Согласно древнему наблюдению, сон – малая смерть. Для ведущих полупризрачное существование героев повести сон – доминантное состояние. Отчасти это обусловлено погодой, хронической усталостью, недоеданием, условиями быта. Но главное, что подчёркнуто и заголовком, – люди "спят от печали": "От непомерной усталости Нюрочка никак не может проснуться, как ни старается. Ей надо к маленькому Сане. Ей давно надо к Сане. А она спит под могильными венками и изнемогает от отчаянья – она погибает в полной безвестности, оставленности, немоте – и спит. /…/ Но она зябнет под могильными венками. Мучается от онемелости поджатого своего тела. И спит, укрытая тьмою, как смертью". "Сон – беспробудный, долгий – роскошь бедных". "Сон, тёмный, как обморок, накрыл всех, от мала до велика"; "все в Столбцах видели сей час необыкновенные сны, цепенея от печали, потому что не всем в городишке предстояло выжить в новую лютую зиму". Речь может идти и о более широком обобщении: о временном тяжком сне искусственно обессиленной русской нации…

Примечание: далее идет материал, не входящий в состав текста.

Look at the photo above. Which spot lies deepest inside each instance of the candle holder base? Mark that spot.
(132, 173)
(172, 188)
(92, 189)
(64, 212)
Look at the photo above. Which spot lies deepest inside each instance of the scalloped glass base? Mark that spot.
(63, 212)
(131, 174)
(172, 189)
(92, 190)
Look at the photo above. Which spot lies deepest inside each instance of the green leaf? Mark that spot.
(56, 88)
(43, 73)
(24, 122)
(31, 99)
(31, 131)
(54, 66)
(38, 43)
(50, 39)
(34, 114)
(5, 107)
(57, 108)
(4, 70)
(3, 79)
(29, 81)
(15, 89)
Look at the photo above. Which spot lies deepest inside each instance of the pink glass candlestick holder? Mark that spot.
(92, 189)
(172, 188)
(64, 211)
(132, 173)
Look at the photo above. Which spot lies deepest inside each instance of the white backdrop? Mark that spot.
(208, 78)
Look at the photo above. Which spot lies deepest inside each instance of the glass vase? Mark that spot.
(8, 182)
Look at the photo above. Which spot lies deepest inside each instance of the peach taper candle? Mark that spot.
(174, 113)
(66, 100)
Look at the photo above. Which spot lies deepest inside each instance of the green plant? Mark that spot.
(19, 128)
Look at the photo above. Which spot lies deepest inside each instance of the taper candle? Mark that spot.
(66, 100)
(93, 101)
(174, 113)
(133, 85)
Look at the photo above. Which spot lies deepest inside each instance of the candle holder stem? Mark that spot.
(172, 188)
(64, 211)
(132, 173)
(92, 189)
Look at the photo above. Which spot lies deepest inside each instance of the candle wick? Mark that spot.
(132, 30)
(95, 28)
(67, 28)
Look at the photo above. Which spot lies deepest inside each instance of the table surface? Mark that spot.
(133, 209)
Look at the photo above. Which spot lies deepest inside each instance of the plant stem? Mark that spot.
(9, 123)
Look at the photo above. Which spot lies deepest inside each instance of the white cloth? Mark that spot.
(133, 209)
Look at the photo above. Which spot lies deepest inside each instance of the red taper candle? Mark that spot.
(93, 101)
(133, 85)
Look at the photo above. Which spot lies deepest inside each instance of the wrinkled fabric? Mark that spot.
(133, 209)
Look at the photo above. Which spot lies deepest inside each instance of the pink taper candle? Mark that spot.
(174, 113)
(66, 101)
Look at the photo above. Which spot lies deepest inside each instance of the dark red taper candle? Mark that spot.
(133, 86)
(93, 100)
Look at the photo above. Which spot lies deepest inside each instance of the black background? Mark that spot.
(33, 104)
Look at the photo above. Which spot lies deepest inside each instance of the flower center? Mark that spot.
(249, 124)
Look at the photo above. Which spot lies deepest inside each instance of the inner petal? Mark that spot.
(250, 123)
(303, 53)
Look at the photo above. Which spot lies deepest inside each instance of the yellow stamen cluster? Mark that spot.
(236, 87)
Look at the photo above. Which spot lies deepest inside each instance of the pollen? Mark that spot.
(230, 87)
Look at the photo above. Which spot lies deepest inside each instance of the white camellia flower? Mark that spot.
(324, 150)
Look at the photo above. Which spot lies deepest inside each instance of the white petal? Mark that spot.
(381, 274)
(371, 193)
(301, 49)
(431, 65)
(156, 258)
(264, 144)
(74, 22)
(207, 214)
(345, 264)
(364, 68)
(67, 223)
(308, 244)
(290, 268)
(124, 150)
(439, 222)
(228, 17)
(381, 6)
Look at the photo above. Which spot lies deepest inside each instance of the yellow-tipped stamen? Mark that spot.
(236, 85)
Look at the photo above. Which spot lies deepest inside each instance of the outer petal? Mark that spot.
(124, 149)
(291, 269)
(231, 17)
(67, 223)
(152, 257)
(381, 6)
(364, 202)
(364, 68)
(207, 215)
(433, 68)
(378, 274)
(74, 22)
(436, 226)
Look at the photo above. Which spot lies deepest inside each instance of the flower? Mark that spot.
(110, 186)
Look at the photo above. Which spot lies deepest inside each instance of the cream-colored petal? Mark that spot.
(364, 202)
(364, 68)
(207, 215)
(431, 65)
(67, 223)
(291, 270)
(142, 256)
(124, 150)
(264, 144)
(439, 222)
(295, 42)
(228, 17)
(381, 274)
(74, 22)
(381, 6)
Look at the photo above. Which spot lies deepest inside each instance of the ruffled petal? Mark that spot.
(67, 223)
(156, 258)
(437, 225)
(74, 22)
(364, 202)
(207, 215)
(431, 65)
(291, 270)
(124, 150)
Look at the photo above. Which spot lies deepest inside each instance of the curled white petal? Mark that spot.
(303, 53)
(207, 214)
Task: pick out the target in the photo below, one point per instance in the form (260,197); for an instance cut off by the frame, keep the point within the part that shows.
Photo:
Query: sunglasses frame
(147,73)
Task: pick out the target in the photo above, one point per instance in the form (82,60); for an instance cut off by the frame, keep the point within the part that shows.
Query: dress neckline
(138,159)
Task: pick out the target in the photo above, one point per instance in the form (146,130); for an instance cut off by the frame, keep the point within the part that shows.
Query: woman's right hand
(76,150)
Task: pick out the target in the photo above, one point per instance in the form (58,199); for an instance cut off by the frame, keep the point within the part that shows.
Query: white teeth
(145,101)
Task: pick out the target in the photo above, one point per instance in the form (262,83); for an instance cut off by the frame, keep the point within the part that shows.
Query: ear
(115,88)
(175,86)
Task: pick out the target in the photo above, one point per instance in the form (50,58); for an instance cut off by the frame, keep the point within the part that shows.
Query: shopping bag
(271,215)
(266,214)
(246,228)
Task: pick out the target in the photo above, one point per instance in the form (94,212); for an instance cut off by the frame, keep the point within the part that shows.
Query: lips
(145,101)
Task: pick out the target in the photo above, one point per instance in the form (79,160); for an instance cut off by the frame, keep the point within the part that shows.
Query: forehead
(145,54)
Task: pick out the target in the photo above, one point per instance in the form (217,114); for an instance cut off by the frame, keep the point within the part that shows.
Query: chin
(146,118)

Сознание оказавшихся в земном аду отравлено исподволь привитым ощущением их собственной греховности. Согласно новой, навязанной верхами морали, герои повести – люди второго сорта. Они виноваты в том, что не приспособились к новым правилам жизни. Они – неудачники, и сами должны каяться в этом… Отсюда – очередной символический лейтмотив: "плотное небо вынужденного греха висит над Столбцами". "Плотное небо вынужденного греха нависло над всеми. И тьма эта – смерть душ…". "Плотное небо вынужденного греха не пускает его (народ, – С.Ч.) к свету надземному. Нет этим людям жизни на земле, нет им и пути на самый светлый верх, а меж смертью и жизнью, как меж небом и землёю, голодно пребывать, зябко. Томятся, жалуются души спящих – и не видят спасенья ниоткуда".


Рисуя "вышедшую на поверхность", "реальную" преисподнюю, Вера Галактионова использует и символику Низа, Дна (пространственного, исторического, социального).

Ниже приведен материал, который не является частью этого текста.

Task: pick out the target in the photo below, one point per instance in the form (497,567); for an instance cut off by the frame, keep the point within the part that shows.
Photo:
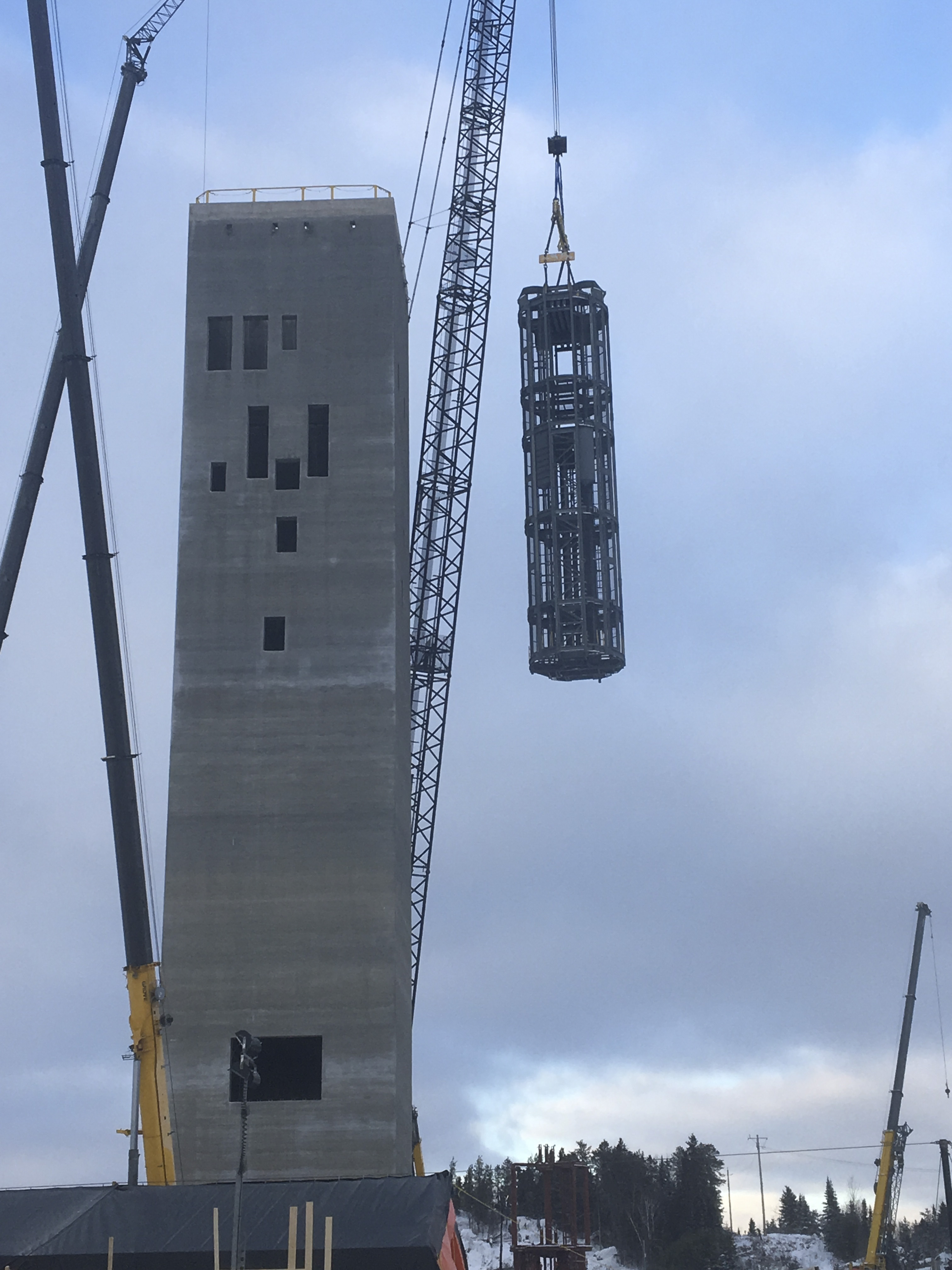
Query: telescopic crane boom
(134,73)
(71,366)
(890,1164)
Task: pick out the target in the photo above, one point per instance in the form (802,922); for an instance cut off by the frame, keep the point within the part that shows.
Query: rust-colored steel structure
(572,507)
(567,1235)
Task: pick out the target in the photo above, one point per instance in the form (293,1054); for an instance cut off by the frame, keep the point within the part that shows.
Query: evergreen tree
(789,1220)
(796,1217)
(832,1220)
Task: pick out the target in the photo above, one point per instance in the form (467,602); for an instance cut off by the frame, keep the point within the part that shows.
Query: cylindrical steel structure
(572,523)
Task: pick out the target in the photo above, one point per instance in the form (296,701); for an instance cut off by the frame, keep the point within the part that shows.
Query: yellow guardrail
(320,192)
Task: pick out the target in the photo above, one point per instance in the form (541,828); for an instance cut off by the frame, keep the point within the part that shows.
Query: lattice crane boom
(450,422)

Где-то в недрах заброшенного подземного цеха обитают – словно начинающие черти – "чуханы", малолетние наркоманы, которые отрываются от бочки с остатками химикатов лишь для того, чтобы погрузиться в мир видений.


Рядом с городом находится гигантский котлован в виде воронки – бывший комбинатский вскрышной комплекс, "напоминавший ранее шумное строительство Вавилонской башни, только перевёрнутой и состоящей из пустоты, всё углубляющейся конусообразно в глубь земли".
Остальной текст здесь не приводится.